The hotel, spa and resort sector lagged behind other industries in adoption, despite the fact that more than 55 per cent of credit-card fraud occurs in these sectors, according to “The PCI Compliance Process for Lodging Establishments,” by the American Hotel & Lodging Association.
“Every hotel has to self-police this credit-card thing,” Candido says. “The biggest break [for cloud security] was a couple of years ago when six major hotels agreed upon the security encryption needed to allow information to be sent from hotels to a data centre securely. Once those standards were agreed upon, they could go ahead and follow through with cloud applications.”
Standardization was critical given the complexity of information transfer within the industry, he notes. “Guest information has to hit, on average, eight different systems. All of them have to [communicate] while maintaining security. So you can’t go to the cloud without some sort of standardized security token.”
PCI compliance shook a lot of operators into thinking about security, confirms Michael Manuel, GM at Point Pleasant Lodge in Halifax. “It was a big wake-up call for the industry, because it started encouraging operators to think more globally in terms of security,” he says. “The security hardware, software and ongoing maintenance involves a lot of work, because threats come up daily. Using a cloud service increases the ability to manage and prove compliance, because it’s all there.”
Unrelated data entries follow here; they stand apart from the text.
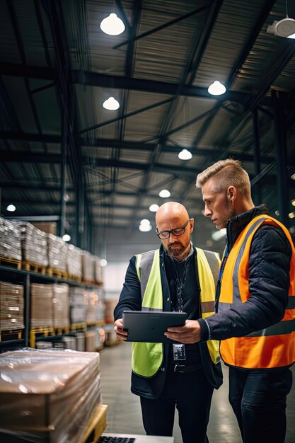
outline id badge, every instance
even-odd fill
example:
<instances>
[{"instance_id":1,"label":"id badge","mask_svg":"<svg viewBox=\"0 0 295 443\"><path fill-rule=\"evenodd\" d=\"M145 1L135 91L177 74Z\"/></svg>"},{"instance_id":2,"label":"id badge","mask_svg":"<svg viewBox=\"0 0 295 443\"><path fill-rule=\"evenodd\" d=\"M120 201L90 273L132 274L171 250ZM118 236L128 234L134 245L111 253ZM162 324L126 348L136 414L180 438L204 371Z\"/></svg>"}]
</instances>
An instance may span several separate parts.
<instances>
[{"instance_id":1,"label":"id badge","mask_svg":"<svg viewBox=\"0 0 295 443\"><path fill-rule=\"evenodd\" d=\"M173 343L173 359L175 362L185 359L185 345Z\"/></svg>"}]
</instances>

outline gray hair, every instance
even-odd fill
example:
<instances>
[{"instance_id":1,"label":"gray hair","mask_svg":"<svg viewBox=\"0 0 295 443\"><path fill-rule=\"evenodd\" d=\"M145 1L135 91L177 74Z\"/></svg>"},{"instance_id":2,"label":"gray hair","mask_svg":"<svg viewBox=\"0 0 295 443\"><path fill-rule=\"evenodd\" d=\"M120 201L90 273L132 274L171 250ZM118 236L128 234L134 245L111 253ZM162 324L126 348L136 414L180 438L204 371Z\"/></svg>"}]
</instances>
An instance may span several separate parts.
<instances>
[{"instance_id":1,"label":"gray hair","mask_svg":"<svg viewBox=\"0 0 295 443\"><path fill-rule=\"evenodd\" d=\"M214 177L214 190L225 191L229 186L234 186L246 198L251 198L249 176L238 160L227 159L219 160L197 176L197 188L202 186Z\"/></svg>"}]
</instances>

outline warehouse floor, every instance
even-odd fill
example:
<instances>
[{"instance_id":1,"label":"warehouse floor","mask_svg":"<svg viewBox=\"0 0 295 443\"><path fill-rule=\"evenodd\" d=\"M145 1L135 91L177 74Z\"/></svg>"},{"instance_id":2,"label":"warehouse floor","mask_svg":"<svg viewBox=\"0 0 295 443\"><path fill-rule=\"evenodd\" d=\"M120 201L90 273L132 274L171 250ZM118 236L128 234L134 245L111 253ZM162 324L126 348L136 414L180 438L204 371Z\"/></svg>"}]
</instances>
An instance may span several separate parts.
<instances>
[{"instance_id":1,"label":"warehouse floor","mask_svg":"<svg viewBox=\"0 0 295 443\"><path fill-rule=\"evenodd\" d=\"M122 343L105 347L100 352L100 373L103 403L108 405L107 432L144 434L139 398L130 392L131 345ZM285 443L295 442L294 385L287 398L287 431ZM223 386L215 391L211 408L208 437L210 443L241 443L236 418L228 401L228 371L224 367ZM213 425L213 423L214 423ZM177 418L174 426L175 443L182 443Z\"/></svg>"}]
</instances>

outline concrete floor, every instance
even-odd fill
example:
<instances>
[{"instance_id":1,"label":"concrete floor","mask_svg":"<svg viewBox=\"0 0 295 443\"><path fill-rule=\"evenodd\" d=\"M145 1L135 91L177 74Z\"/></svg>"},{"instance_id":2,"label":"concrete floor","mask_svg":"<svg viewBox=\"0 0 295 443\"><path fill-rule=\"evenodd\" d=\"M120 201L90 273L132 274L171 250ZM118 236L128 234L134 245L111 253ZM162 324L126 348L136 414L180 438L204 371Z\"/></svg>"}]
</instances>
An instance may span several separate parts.
<instances>
[{"instance_id":1,"label":"concrete floor","mask_svg":"<svg viewBox=\"0 0 295 443\"><path fill-rule=\"evenodd\" d=\"M105 347L100 352L103 400L108 405L106 432L144 435L139 397L130 392L131 344ZM295 368L293 367L295 375ZM208 437L210 443L242 443L236 420L228 401L228 370L224 366L224 384L214 391ZM176 413L177 414L177 413ZM213 423L214 423L213 425ZM175 443L182 443L175 417ZM295 442L295 377L287 398L287 432L285 443Z\"/></svg>"}]
</instances>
Point Pleasant Lodge initiated a progressive cloud platform evolution in 2005 when it transferred communications and email functions to the cloud. The most recent addition was the Maestro by Markham, Ont.-based Northwind web property-management system.
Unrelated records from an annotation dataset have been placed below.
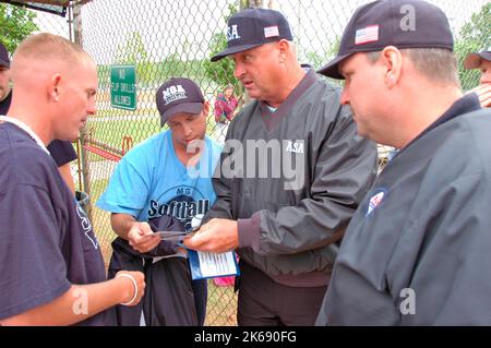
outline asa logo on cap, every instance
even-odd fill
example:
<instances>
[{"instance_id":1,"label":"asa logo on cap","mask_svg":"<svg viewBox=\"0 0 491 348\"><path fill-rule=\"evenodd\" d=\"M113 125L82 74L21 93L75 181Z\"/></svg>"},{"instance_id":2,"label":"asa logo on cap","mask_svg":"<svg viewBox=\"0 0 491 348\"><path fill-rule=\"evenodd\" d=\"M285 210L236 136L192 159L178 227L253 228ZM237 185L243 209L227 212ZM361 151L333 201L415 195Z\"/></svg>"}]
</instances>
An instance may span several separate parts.
<instances>
[{"instance_id":1,"label":"asa logo on cap","mask_svg":"<svg viewBox=\"0 0 491 348\"><path fill-rule=\"evenodd\" d=\"M179 99L185 99L188 96L185 95L185 89L182 88L181 85L176 86L169 86L165 88L163 92L164 97L164 104L167 105L169 103L179 100Z\"/></svg>"},{"instance_id":2,"label":"asa logo on cap","mask_svg":"<svg viewBox=\"0 0 491 348\"><path fill-rule=\"evenodd\" d=\"M370 25L358 29L355 34L355 45L363 45L379 40L379 25Z\"/></svg>"},{"instance_id":3,"label":"asa logo on cap","mask_svg":"<svg viewBox=\"0 0 491 348\"><path fill-rule=\"evenodd\" d=\"M229 27L227 27L227 40L235 40L240 38L239 32L237 29L237 24L232 24Z\"/></svg>"},{"instance_id":4,"label":"asa logo on cap","mask_svg":"<svg viewBox=\"0 0 491 348\"><path fill-rule=\"evenodd\" d=\"M369 216L370 214L372 214L372 212L379 205L382 204L382 201L383 201L383 199L384 199L386 193L387 193L387 190L385 190L385 189L376 189L373 192L373 194L372 194L372 196L371 196L371 199L369 201L369 205L368 205L368 208L367 208L367 214L364 215L366 217Z\"/></svg>"}]
</instances>

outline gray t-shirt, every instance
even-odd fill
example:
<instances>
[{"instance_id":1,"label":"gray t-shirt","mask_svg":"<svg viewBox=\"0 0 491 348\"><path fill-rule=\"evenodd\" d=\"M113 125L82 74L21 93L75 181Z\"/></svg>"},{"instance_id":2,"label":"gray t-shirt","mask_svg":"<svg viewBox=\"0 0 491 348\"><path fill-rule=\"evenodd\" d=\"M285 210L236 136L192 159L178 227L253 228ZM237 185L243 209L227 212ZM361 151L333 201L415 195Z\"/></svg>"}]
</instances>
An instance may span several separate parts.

Security was top of mind when Manuel chose Maestro. “Anyone can put up a shingle on the web and say they’re a cloud host, but they could literally be running a PC in a storage room at their home,” says the GM.
In his years of research, Manuel has come up with a checklist for finding a good cloud host. When vetting, it’s important to investigate PCI compliance, infrastructure, the data-centre location and encryption along with the physical security measures, system redundancy and access. “Also, look at the agreements carefully to ensure you can get your data out should you choose to change providers or if the company dissolves or changes hands,” advises Manuel.
Cisco Canada’s Purtill adds that the level of security demanded by hoteliers is higher than many businesses because some are now connecting to entire cloud ecosystems that may include supply, travel and entertainment partners. “It’s not just rooms and management systems,” says Purtill. “Hotels are now looking at connecting data from multiple devices. The underlying infrastructure and access points needed are huge. But if hotels don’t accept the market change, the biggest danger is that they will be left behind.”
Either way, whether communicating in-house or by the cloud, nothing is perfect. “But, as long as you can stay one step ahead of the hackers, you’re doing well,” says Candido. “Hotels may not have [in-house] resources to dedicate 100 per cent to security, but be as prepared as possible.”